Il nuovo atto di appello motivato deve possedere il requisito dell’autosufficienza…e riguarda anche la materia tributaria.
L’atto dimpugnazione nell’appello avverso le decisioni della Commissione Tributaria di primo grado, presuppone l’applicazione diretta, al procedimento tributario, del principio di cui all’art. 342 c.p.c.

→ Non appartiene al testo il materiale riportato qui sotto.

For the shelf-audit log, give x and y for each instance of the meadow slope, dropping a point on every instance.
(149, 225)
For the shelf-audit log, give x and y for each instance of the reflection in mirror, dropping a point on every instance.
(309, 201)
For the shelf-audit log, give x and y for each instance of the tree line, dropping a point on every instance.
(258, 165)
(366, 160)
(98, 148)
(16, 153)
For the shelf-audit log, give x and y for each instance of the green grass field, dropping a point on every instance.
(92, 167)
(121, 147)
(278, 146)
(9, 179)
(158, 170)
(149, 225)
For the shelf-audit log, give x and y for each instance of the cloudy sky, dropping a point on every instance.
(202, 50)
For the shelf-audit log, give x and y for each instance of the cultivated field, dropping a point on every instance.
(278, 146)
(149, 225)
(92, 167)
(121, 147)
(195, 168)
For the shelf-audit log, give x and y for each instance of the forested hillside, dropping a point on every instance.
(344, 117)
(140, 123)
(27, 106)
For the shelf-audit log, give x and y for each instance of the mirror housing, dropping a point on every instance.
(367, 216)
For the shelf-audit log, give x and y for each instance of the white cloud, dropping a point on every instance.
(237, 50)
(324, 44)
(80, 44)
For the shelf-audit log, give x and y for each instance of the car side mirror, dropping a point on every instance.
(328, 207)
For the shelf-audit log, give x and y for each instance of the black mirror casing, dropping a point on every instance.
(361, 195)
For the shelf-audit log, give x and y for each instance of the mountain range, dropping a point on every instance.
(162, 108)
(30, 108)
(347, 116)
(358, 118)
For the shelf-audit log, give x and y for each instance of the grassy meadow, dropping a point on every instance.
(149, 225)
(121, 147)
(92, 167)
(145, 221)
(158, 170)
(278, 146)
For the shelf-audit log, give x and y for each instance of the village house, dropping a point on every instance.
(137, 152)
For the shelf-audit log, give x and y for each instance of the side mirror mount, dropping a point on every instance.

L’appellante deve indicare le ragioni per le quali ritiene che debba essere modificata la ricostruzione del fatto compiuta dal giudice di primo grado, sottoponendo a una critica specifica le argomentazioni contenute nella sentenza impugnata. Deve, inoltre, esporre, sempre in maniera specifica, le ragioni per cui ritiene esservi stata un’inesatta ricostruzione della fattispecie sotto il profilo giuridico, indicando le conseguenze che ne derivano ai fini della decisione. In altri termini l’appellante dovrà:
a) indicare i passi della sentenza non condivisi, se non trascrivendoli integralmente, almeno riassumendone in maniera chiara e sufficientemente specifica il contenuto;
b) esporre i motivi specifici di dissenso, indicando gli errori, anche di diritto, e omissioni in cui è incorso il giudice di primo grado;
c) esporre, sulla scorta di essi, un “ragionato progetto alternativo di decisione”.
In altri termini, tenuto anche conto del riferimento dell’art. 342 c.p.c. alla “motivazione”, il nuovo atto di appello assume un aspetto contenutistico assimilabile a quello della sentenza, ossia deve possedere, il requisito dell’autosufficienza [Commissione Tributaria, Reg. Basilicata Potenza, sezione seconda, sentenza del 9.12.2013, n. 293 con nota di AVENTAGGIATO].